Monday, February 23, 2015

On Wings of Eagles

When two of his American employees were held hostage in Iran, H. Ross Perot and a select group of his employees took matters into their own hands. They faced incalculable odds on a mission only true heroes would have dared.... 

This is the real-life story of a Green Beret colonel, who came out of retirement to lead a secret raid, the computer executives, shaped into a crack commando team and the Texas industrialist, who would not abandon two Americans in an Iranian jail. After a hairbreadth escape, there is a desperate race for safety. Today the team is back home living normal lives. But for a while, they lived a legend.




Ken Follett’s view
I had done four spy stories and I was looking for something a bit different. Out of the blue, a call came via my agent saying, “this maverick Texan, Ross Perot, has been involved in an adventure and he wants you to write a book about it.” I was intrigued.

A lot of people knew about Perot’s adventure and a number of journalists were sniffing around. The rescue team felt that if there was going to be a book, it should be an accurate one by a good writer. Perot asked his wife who should write it. Margo Perot happened to be reading Eye of the Needle, and she said, “well, this guy’s great.”

The elements of the story were a gift. There were these Texan data processing guys, so respectable in their white shirts and striped ties, caught in Tehran in the middle of the revolution. They got arrested and put in jail, and no one could get them out.

I agreed to do the book. Journalists sometimes say that Perot paid me to write the book, but that’s not true. My publishers paid me, as with any other book.
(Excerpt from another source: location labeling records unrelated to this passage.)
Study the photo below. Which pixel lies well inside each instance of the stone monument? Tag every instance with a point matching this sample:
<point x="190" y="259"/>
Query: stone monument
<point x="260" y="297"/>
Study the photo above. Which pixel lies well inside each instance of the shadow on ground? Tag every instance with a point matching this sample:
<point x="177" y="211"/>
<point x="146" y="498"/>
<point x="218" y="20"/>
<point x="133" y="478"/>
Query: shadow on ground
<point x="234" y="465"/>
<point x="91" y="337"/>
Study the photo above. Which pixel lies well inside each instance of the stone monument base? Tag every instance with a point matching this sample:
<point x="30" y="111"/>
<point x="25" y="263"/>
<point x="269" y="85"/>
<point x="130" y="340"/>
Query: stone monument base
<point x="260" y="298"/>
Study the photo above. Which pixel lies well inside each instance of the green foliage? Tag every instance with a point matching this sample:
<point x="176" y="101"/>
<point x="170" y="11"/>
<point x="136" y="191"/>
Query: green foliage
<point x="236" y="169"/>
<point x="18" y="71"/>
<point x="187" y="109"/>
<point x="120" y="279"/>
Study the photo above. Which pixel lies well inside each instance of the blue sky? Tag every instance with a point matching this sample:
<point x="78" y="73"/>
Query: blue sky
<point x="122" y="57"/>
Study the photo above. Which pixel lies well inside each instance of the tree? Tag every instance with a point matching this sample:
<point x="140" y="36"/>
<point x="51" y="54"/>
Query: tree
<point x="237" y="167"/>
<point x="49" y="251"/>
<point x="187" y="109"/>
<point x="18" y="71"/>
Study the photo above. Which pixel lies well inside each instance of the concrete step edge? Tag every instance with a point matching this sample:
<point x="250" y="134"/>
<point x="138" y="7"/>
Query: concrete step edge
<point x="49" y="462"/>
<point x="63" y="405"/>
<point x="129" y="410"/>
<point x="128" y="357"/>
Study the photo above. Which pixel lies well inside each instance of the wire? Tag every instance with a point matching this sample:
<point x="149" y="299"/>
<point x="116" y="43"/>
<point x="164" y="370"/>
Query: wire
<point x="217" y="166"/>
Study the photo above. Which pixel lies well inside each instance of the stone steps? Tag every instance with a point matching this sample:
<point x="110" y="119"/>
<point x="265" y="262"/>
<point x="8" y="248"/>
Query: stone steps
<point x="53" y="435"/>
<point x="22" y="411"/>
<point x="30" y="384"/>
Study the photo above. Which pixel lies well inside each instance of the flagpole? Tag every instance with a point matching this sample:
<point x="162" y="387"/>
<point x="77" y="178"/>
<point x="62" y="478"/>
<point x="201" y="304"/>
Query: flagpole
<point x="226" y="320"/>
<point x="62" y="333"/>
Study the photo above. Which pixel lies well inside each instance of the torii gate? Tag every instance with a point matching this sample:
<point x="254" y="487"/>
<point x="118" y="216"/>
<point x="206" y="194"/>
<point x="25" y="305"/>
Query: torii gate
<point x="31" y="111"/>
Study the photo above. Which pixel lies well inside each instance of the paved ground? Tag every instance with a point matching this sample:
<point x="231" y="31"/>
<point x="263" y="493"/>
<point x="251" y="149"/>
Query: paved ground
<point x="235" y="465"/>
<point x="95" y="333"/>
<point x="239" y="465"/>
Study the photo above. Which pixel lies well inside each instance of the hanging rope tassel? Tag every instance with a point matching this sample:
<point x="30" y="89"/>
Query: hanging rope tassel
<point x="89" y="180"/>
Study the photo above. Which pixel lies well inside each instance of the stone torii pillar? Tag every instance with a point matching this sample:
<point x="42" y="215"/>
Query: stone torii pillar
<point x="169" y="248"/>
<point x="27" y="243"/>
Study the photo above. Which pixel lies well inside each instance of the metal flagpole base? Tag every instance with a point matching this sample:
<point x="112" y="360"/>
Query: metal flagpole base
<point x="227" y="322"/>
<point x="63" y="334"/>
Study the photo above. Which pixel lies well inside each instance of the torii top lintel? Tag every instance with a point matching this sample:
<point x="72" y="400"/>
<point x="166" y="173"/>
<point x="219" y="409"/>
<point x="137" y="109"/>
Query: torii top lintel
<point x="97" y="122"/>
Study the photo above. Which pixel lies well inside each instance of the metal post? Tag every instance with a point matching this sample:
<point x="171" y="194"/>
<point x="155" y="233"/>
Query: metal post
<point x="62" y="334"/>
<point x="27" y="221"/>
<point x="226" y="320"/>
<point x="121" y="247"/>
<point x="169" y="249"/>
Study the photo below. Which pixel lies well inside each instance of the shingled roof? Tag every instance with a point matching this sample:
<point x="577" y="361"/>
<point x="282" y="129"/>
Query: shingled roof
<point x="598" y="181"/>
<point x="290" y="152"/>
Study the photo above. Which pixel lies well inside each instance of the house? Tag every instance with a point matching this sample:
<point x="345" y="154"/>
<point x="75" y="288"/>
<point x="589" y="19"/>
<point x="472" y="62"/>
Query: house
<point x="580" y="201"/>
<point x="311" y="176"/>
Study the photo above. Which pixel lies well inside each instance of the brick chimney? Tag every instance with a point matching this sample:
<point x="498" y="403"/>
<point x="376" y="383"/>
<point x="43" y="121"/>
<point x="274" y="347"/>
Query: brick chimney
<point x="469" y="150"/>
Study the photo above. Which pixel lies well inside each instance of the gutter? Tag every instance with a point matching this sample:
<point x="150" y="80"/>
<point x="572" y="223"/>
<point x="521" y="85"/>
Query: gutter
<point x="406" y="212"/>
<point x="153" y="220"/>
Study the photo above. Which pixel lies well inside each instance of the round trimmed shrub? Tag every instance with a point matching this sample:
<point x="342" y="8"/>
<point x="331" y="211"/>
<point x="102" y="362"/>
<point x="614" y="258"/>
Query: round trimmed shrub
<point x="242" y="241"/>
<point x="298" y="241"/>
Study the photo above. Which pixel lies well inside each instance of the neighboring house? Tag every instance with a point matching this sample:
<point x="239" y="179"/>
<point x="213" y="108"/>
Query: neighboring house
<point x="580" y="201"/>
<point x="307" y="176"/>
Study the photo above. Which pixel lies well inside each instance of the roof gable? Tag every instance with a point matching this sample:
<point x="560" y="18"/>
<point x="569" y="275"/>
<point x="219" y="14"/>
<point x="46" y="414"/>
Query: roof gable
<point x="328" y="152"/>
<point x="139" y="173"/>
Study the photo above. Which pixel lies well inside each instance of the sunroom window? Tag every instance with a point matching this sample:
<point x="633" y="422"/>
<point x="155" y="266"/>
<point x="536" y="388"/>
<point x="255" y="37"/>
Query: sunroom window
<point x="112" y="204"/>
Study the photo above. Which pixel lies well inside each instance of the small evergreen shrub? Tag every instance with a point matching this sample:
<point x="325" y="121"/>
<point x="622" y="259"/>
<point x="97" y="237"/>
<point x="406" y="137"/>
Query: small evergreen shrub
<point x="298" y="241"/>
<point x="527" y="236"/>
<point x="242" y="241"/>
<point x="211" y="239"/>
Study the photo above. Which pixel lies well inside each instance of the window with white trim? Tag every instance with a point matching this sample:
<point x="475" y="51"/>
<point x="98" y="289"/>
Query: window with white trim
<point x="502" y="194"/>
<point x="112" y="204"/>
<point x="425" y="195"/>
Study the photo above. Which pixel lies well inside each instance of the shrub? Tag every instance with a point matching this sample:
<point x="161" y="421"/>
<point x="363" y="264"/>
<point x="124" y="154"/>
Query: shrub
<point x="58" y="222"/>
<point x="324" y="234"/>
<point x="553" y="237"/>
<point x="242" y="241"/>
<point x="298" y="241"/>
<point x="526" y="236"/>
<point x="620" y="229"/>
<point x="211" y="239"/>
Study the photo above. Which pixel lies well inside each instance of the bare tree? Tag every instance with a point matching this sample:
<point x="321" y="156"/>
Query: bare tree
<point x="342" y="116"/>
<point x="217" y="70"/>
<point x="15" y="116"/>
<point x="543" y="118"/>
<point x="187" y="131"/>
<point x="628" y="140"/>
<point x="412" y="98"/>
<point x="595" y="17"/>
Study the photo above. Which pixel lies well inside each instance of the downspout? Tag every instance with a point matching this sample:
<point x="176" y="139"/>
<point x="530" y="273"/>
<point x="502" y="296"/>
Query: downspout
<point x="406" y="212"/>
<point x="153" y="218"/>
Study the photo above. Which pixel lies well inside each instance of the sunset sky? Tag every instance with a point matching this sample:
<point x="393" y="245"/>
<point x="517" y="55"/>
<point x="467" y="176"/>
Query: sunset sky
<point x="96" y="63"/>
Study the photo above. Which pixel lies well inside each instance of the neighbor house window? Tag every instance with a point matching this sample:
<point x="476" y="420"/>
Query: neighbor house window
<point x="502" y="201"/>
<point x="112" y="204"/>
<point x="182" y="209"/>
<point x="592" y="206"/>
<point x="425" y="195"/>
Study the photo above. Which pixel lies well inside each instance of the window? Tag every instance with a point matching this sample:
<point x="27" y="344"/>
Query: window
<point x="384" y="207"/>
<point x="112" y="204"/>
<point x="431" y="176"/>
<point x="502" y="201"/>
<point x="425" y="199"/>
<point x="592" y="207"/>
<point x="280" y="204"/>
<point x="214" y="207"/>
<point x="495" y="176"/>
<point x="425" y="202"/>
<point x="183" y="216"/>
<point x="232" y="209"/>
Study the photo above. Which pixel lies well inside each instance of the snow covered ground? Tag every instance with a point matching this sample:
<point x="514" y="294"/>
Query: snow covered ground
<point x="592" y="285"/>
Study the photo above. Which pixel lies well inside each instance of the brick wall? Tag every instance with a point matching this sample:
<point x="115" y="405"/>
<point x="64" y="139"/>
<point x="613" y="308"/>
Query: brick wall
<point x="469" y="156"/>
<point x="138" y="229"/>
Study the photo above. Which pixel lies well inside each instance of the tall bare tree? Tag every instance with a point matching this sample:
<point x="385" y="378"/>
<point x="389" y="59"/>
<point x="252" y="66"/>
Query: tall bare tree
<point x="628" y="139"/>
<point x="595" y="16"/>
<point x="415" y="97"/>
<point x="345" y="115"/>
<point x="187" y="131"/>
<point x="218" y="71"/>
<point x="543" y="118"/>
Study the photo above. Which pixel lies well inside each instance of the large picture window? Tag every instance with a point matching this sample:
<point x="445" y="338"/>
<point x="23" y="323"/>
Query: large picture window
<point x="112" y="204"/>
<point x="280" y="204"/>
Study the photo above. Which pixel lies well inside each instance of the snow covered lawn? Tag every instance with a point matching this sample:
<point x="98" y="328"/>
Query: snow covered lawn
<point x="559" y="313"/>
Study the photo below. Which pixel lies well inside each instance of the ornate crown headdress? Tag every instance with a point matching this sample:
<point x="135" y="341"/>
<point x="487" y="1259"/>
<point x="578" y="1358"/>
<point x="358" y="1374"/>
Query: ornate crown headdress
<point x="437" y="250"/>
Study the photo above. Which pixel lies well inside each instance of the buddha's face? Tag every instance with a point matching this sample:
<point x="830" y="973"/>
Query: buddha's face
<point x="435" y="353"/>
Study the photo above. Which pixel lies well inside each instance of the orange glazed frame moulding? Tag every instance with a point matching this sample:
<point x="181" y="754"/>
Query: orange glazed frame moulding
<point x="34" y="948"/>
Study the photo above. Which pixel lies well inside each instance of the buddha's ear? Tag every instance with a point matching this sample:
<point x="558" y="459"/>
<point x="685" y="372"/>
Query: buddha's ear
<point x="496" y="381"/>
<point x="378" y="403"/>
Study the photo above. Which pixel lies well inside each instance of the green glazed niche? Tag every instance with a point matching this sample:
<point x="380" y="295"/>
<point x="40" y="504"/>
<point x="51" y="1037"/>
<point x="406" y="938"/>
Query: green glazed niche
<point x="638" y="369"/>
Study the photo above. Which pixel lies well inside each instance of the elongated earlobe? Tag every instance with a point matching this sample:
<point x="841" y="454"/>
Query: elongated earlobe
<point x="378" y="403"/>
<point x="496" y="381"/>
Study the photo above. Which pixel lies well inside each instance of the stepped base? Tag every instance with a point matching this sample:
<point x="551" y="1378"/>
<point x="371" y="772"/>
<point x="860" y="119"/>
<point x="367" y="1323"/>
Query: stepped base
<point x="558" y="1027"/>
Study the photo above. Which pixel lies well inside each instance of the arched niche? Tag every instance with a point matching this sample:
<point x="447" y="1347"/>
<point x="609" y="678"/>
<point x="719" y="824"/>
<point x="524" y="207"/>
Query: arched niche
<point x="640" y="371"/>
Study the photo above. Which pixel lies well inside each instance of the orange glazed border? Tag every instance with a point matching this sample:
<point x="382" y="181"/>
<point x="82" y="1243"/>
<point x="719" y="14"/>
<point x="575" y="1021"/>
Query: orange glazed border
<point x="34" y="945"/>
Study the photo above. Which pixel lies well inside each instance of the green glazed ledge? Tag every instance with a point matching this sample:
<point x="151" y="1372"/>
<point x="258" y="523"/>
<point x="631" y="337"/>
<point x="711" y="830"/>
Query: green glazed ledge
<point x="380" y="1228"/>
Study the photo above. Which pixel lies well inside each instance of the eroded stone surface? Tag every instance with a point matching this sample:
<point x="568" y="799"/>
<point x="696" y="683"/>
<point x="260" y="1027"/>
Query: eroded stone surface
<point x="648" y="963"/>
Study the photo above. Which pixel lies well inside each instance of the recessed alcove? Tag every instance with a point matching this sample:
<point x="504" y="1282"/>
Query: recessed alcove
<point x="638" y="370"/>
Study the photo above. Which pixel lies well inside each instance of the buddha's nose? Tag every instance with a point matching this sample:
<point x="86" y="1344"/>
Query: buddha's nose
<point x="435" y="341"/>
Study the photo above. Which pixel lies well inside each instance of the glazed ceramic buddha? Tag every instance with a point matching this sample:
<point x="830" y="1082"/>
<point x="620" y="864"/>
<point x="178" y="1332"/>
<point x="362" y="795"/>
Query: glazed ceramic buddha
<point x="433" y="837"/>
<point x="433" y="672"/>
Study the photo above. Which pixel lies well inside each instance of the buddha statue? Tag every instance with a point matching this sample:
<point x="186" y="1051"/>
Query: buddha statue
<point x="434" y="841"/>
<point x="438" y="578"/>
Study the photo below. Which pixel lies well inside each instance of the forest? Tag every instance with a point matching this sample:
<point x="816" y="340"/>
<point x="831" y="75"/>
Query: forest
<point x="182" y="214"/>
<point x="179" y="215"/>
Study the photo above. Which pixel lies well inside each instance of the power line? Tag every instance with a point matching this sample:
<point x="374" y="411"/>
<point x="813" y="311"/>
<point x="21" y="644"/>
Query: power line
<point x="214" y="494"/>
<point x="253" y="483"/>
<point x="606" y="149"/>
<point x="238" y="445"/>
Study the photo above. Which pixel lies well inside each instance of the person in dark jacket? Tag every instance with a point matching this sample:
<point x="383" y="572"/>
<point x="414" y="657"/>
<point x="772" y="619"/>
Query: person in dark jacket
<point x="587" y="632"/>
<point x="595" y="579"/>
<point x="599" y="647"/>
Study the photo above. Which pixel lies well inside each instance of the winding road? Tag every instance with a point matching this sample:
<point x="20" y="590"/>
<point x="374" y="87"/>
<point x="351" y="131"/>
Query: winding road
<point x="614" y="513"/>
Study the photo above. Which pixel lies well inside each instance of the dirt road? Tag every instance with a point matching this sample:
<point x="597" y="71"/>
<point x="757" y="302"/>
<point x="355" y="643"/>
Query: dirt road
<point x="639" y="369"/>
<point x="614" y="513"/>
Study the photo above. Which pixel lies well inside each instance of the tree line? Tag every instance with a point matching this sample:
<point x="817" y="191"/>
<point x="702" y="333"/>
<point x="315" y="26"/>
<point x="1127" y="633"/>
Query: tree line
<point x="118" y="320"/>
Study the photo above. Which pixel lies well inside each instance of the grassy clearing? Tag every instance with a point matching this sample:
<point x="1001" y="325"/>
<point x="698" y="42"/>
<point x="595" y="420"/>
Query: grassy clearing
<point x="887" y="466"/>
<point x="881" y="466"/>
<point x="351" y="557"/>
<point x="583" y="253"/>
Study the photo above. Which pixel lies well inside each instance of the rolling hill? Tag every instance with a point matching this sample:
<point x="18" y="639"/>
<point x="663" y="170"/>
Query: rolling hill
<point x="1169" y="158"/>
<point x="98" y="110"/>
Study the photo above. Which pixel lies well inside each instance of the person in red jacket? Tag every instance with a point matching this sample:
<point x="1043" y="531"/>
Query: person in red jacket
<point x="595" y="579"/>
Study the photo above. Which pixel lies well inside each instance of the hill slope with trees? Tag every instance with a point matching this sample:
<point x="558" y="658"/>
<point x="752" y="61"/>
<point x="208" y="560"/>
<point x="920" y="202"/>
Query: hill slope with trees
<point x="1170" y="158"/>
I made the decision early on that I would write a completely true book; I wouldn’t change the story in any way. That created a technical problem because, in real life adventures, there are long periods where nothing happens. For example, day after day, these Texans would go to the Ministry of Health in Tehran and ask for an interview with the Minister. They would wait all day and go home again in the evening and say, “tomorrow we’ll do it.” That kind of thing is tedious and you can’t do it dramatically. How could I handle those long periods without being unfaithful to the truth of the story? It was a challenge but I think I finished up with a true story full of the suspense and adventure of the situation.